You have a disjunctive premiss, of the form $A \lor B$, and target conclusion $C$. It's a pound to a penny that you are going to have to use disjunction elimination. So the shape of the argument is surely going to be
$\quad A \lor B\\ \quad\quad\mid\quad A\\ \quad\quad\mid\quad \vdots\\ \quad\quad\mid\quad C\\ \quad\quad--\\ \quad\quad\mid\quad B\\ \quad\quad\mid\quad \vdots\\ \quad\quad\mid\quad C\\ \quad C$
So that reduces the problem, to finding two proofs, from $A$ to $C$ and $B$ to $C$. We'll look at the first, the other being similar.

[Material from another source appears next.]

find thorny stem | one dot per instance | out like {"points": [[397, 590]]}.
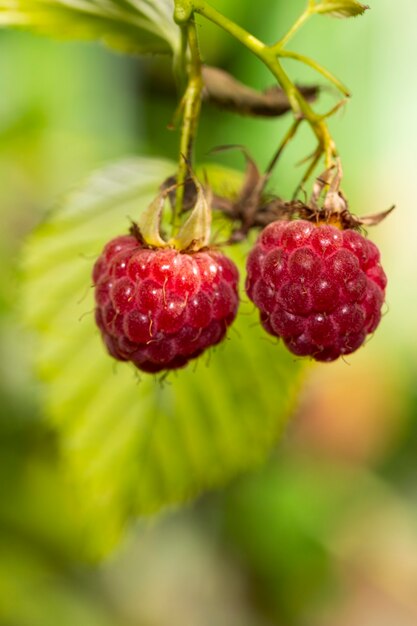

So you now want to fill in the dots
$\quad s \to p\\ \quad \vdots\\ \quad (s \to q) \lor (t \to p)$
Nasty to do from first principles. But it perhaps looks a bit more manageable if you carve things into two stages like this
$\quad s \to p\\ \quad \vdots\\ \quad \neg s \lor p\\ \quad \vdots\\ \quad (s \to q) \lor (t \to p)$
(I didn't pull that out of a hat: think why that is the obvious path to take!) And you are going to need another disjunction elimination for the second part which should pretty obviously go
$\quad s \to p\\ \quad \vdots\\ \quad \neg s \lor p\\ \quad\quad \mid \neg s\\ \quad\quad \mid \vdots\\ \quad\quad \mid (s \to q)\\ \quad\quad \mid (s \to q) \lor (t \to p)\\ \quad\quad --\\ \quad\quad \mid p\\ \quad\quad \mid \vdots\\ \quad\quad \mid (t \to p)\\ \quad\quad \mid (s \to q) \lor (t \to p)\\ \quad (s \to q) \lor (t \to p)$
So we have at least reduced the problem to that of filling in the three gaps. But each of those should be a standard familiar task which you can already do in a Fitch proof. So I'll leave those further details filling in the $A$-to-$C$ proof to you; and the $B$-to-$C$ proof works similarly!